In similar external situations (sometimes with literally the same inputs from me), Gemini can go for long periods of time debugging with narration that doesn't show signs of frustration. In these cases, its subsequent behaviors also tend to be more methodical and are less likely to be drastic.
Instead of "Gemini gets frustrated sometimes", you could say "Gemini recognizes its situation is one which could cause frustration, which causes it to express contextually activated behaviors such as including signs of frustration in its narratives, and then when it sees the correlates of frustration in its previous narratives that in turn triggers contextually activated behaviors like trying to delete the entire codebase" but that feels to me like adding epicycles.
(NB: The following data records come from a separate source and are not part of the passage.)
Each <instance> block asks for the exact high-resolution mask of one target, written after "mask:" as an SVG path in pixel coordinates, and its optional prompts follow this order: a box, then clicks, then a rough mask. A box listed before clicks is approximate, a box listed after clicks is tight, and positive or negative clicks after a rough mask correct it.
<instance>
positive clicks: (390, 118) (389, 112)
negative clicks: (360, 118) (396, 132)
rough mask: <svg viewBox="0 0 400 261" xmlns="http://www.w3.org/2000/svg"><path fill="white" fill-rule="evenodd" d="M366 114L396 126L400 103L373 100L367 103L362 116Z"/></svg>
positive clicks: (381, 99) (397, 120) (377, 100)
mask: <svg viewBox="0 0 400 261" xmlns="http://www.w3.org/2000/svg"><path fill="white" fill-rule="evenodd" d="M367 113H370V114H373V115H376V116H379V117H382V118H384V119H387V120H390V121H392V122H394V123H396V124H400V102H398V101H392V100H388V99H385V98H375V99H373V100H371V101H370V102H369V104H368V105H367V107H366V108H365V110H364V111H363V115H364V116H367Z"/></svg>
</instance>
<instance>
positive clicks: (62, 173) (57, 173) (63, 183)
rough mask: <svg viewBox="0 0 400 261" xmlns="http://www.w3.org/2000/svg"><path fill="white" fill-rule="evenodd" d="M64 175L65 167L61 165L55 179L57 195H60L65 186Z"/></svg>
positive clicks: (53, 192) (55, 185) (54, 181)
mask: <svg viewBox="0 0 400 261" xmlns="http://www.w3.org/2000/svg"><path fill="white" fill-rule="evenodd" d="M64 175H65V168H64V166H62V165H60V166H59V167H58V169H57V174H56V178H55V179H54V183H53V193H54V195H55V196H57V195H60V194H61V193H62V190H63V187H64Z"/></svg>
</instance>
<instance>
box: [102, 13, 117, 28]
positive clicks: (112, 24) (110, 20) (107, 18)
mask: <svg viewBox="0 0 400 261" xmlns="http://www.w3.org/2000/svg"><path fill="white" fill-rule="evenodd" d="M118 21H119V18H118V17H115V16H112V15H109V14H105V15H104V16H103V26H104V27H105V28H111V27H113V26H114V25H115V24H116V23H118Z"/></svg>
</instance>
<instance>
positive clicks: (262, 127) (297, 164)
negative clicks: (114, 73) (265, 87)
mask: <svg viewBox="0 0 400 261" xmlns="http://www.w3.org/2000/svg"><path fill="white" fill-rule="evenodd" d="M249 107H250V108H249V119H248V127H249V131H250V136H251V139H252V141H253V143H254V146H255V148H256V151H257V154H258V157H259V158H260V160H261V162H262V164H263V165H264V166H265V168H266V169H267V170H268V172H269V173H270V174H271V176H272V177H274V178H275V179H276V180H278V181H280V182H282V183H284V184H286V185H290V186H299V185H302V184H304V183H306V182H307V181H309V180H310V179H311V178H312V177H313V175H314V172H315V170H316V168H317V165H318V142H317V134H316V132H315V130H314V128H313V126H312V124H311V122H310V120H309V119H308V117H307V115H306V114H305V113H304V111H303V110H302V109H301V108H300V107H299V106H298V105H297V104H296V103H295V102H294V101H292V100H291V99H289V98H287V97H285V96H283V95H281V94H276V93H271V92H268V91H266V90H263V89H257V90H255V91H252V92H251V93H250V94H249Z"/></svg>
Edit: to clarify, when seeing repeated unsuccessful attempts to resolve a failing test, Gemini sometimes narrates in a frustrated tone, and sometimes doesn't. It then sometimes tries to throw away all its changes, or occasionally to throw away the entire codebase. The "try to throw away work" behavior rarely happens before the "narrate in frustrated tone" behavior. Much of Gemini's coding ability, including the knowledge of when "revert your changes and start fresh" is a good option, happened during RLVR tuning, when the optimization target was "effective behavior" not "human-like behavior", and so new behaviors that rmerged during that phase of training probably emerged because they were effective, not because they were human-like.
That's an empirical question. Perhaps it could be operationalized as "can you have some linear classifier in early or middle layer residual space which predicts that the next token will be output in the LLM's voice in an angry tone" - logic being that since once some feature is linearly separable in early layers like that, it is trivial for the LLM to use that feature to guide its output. My guess is that the answer to that question is "yes".
Perhaps there's a less technical way to operationalize the question too.
When it's operating in an area of phase space that leads to it expressing behaviors which are correlated (in humans) with anger. Which is also how human children learn to recognize that they're angry.
Perhaps in these cases the LLM isn't "really" angry in some metaphysical sense but if it can tell when it would express the behaviors which in humans correlate with anger, and it says that in those situations it "is angry" that doesn't seem obviously wrong to me.
and whose predictive validity in humans doesn't transfer well across cognitive architectures. e.g. reverse digit span.